Journey to the Shore (12) | Home Ents Review

journey

Dir: Kiyoshi Kirosawa Japan, 2015, 128 mins, Japanese with English Subtitles

Cast: Eri Fukatsu, Tadanobu Asano, Masao Komatsu

There is no shortage of films about love carrying on into the afterlife. On one end of the spectrum you’ve got films like ‘Ghost’, on the other is the likes of ‘Truly Madly Deeply’. From Japanese writer/director Kiyoshi Kirosawa comes the latest addition to the ghost romance genre: Journey to the Shore.

One evening piano teacher and widow Mizuki (Fukatsu) finds her late husband Yusuke (Asano) has arrived home. Not in an ethereal, walking through walls, can only be seen by her kind of way, more in a forgetting to take his shoes off, asking the conductor at the station when the next train is due kind of way. Yusuke announces that he has been on a long journey home and on the way has encountered some people that he needs to go back and help, and asks Mizuki to accompany him. What follows is a revisit to some of Yusuke’s old haunts (I cannot believe I stuck that pun in there) meeting people both living and dead, as well as digging up the skeletons (oh God the puns get worse!) of their marriage.

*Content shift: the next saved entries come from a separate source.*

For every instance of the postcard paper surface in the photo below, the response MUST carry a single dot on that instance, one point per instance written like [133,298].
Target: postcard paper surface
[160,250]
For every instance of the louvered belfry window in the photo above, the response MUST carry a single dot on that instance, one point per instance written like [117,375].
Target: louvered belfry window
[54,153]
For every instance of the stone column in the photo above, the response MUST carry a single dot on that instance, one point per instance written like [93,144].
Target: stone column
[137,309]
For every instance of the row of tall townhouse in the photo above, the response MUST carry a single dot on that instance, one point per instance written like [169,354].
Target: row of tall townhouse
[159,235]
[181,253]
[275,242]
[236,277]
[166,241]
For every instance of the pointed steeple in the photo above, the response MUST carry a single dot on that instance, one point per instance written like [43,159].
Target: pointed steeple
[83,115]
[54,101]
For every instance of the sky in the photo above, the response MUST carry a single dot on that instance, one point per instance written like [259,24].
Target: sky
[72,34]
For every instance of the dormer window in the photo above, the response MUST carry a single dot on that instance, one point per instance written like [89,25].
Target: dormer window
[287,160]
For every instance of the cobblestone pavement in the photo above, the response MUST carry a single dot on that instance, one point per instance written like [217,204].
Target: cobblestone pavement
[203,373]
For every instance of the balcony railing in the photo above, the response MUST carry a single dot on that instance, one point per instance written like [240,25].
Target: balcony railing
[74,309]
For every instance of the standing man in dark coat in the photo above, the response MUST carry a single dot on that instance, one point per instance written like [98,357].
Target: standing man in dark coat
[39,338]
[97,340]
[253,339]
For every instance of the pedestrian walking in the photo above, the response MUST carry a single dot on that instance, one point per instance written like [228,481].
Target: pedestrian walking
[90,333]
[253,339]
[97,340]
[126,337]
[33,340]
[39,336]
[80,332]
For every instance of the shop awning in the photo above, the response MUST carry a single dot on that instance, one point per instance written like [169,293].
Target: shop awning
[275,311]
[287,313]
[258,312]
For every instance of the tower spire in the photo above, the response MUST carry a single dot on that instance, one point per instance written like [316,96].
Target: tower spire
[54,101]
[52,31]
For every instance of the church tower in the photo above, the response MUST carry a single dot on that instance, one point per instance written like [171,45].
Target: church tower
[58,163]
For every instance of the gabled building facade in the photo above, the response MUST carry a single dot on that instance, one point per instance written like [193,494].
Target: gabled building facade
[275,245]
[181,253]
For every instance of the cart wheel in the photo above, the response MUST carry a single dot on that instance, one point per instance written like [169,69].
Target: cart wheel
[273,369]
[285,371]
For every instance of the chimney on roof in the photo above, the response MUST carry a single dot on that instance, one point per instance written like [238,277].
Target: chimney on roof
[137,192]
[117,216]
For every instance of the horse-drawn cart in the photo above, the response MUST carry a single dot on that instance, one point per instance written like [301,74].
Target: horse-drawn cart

Journey to the Shore looks beautiful. The loving vistas of the Japanese countryside and small towns seems like the animations of Miazaki brought to life. The story is intriguing, but unfortunately never compelling. Yusuke comes across as smug and condescending rather than loving and altruistic, and Mizuki feels like a female character who is solely defined by her relationship with her husband. Neither are easy to empathise with.

There’s enough to keep one interested, but only just. Two stars fees like too harsh a verdict, so three seems fair especially for such accomplished direction and cinematography, but if you’ve got Ghost on DVD chances are that’ll be the one that gets re-watched the most.

Review by Mark Moynihan

Journey to the Shore is out now on DVD.